Ainda recentemente, nos debates
após a exibição de "O Contestado - Restos Mortais" no
Festival de Gramado, grande parte do público, jornalistas,
críticos, se declarou surpresa com a efervescência e a brutalidade
institucional, política, sociológica e bélica dos acontecimentos
que se sucedem na tela, reconhecendo que jamais tinham ouvido falar
no Contestado! O susto maior, inclusive, acabou reservado para a
amperagem terrorista que presidiu os embates armados entre rebeldes,
tropas do Exército, milícias de jagunços do coronelato da região
e a polícias militares de Santa Catarina e do Paraná, algo nunca
visto no Brasil nem antes nem depois.
O filme parece
propor novas luzes sobre o conflito. De que forma isso se realiza na
tela? Ainda
na fase das pesquisas, falando com o historiador Euclides Philippi,
em Curitibanos (SC, um dos epicentros históricos do Contestado),
expus que pretendia investir em médiuns para "ouvir" a
história oculta, subterrânea, não-presencial de caboclos e
soldados envolvidos na Guerra do Contestado, ele próprio espírita,
lascou à queima roupa e em tom solene: "O senhor é espírita?"
Mesmo pego de surpresa, consegui responder na lata: "Sou
cineasta!"
Com seus 90 anos, abriu um lindo sorriso que, aliás,
pode ser visto no filme em várias cenas, contando suas incursões à
galáxia da mediunidade imperante entre as "meninas-virgens"
que lideravam os fanáticos do Contestado. O transe, como uma
insondável camada do inconsciente coletivo e da história do
homem, por isso mesmo matéria prima de altas indagações no campo
da física quântica (a matéria pereceria, mas a consciência
jamais!), para mim, é a mais pura e límpida poesia. Não sou
espírita, nem cientista, sou poeta. cineasta.
Nada no transe é real
ali, tudo imaginação e imaginário, um salto no escuro na eteridade
de fatos e feitos primevos, eu diria, como se prestidigitação fora
rumo ao mais denso dos mistérios da alma humana!
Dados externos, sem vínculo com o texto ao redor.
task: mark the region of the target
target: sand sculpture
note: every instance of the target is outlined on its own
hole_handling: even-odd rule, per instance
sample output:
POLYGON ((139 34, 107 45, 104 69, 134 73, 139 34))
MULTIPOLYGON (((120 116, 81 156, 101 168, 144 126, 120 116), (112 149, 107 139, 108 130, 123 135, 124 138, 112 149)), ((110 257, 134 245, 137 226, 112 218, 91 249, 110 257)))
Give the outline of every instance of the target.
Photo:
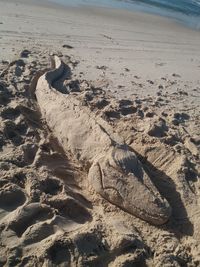
POLYGON ((136 154, 84 105, 81 93, 64 94, 54 86, 66 73, 66 65, 57 56, 52 62, 52 70, 38 79, 35 94, 43 118, 64 151, 88 169, 90 184, 103 198, 151 224, 166 223, 170 205, 136 154))

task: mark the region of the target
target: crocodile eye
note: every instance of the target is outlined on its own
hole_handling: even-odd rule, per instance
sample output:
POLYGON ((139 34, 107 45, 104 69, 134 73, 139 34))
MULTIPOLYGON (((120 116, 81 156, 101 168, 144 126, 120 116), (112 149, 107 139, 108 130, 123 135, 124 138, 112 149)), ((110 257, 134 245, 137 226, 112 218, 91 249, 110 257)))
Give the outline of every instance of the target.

Em “O Contestado
- Restos Mortais” a aposta é nessa direção, imiscuir-se,
resgatando através da palavra, pela sua verbalização cifrada e
entrecortada pela fluidez do tempo e do espaço, no que foi esquecido
e no que é preciso lembrar.
Carrego a primazia, nessa hora em que
tanto espiritismo militante explode nas telas, de ter sido o primeiro
cineasta brasileiro (quiçá, do mundo, ora direis!) de haver
incorporado o transe mediúnico à linguagem cinematográfica como
recurso da narrativa de um filme. Cinema é linguagem, sabemos.
Um
mergulho primevo no transe ocorreu há exatamente 28 anos no
documentário "O Auto-Retrato de Bakun" (1984), quando
pincei de um passado aparentemente "apagado", se a
expressão couber, capturando pela manifestação mediúnica do
pintor paranaense que se suicidou em 1963, toda a drama existencial
dos seus últimos dias entre nós. Pensei que, pelo inaudito do
procedimento, fruto de minha percepção de que, sendo Bakun um
místico, portanto, um homem afeito a incursões ao universo
espírita, jamais retornaria a esse procedimento num filme.
Que
pensa da tentativa de alguns de comparar Contestado a Canudos? Não
raro, a Guerra do Contestado é confundida com Canudos. Há mesmo
quem se refira a ela como o "Canudos do Sul", justamente,
quando eclodiu à época, em 1912, a revolta baiana ainda fumegava,
havia forte eco na mídia, e suas feridas e cicatrizes estavam sendo,
lentamente, absorvidas pela nova República.
Canudos resistiu a oito
meses de assédio (entre 1896 e 1897), no Contestado foram precisos quatro anos para
destruir seus mais de trinta redutos (cidadelas caboclas, que
chegaram a reunir 20 mil pessoas, espalhadas ao longo do rio do
Peixe, Centro-Oeste de Santa Catarina, entre o sul do Paraná e o
norte do Rio Grande do Sul), e onde até o avião estreou no Brasil
como arma de guerra.
Sim, é possível encontrar similitudes entre os
dois movimentos. O mais significativo seria o milenarismo (a volta de
um Messias salvador) que fundeava as convicções dos fanáticos, na
Bahia, de Antonio Conselheiro, no Contestado, entre os monges João e
José Maria. E, claro, a inaudita violência e implacabiblidade com
que o Exército brasileiro arrasou e exterminou ambos.
Fora disso, o
Contestado era um caldeirão político-ideológico e religioso que
contemplava desde a luta pela terra e pelo poder, de uma xenofobia
ativa contra imigrantes europeus, ao antiimperialismo contra
multinacionais da região, que ali construíram gigantesca estrada de
ferro (do magnata Percival Farqhuar) e a maior serraria da América
Latina, implantando um regime de terror na expulsão dos caboclos sem
título de propriedade; de um separatismo, romântico, porém, astuto
e, ironicamente, o Contestado chegava à contemporaneidade
protagonizando o que seria o próprio nascimento do capitalismo no
Brasil.
Tivemos
no Contestado uma luta da "desordem" (revoltosos) contra a
"desordem institucional"? Por
um instinto de sobrevivência da caboclada espoliada, ao primeiro
chamamento para se reunirem em torno de mitos, não demorou a
surgirem na região magotes ensandecidos, desafiando a "desordem"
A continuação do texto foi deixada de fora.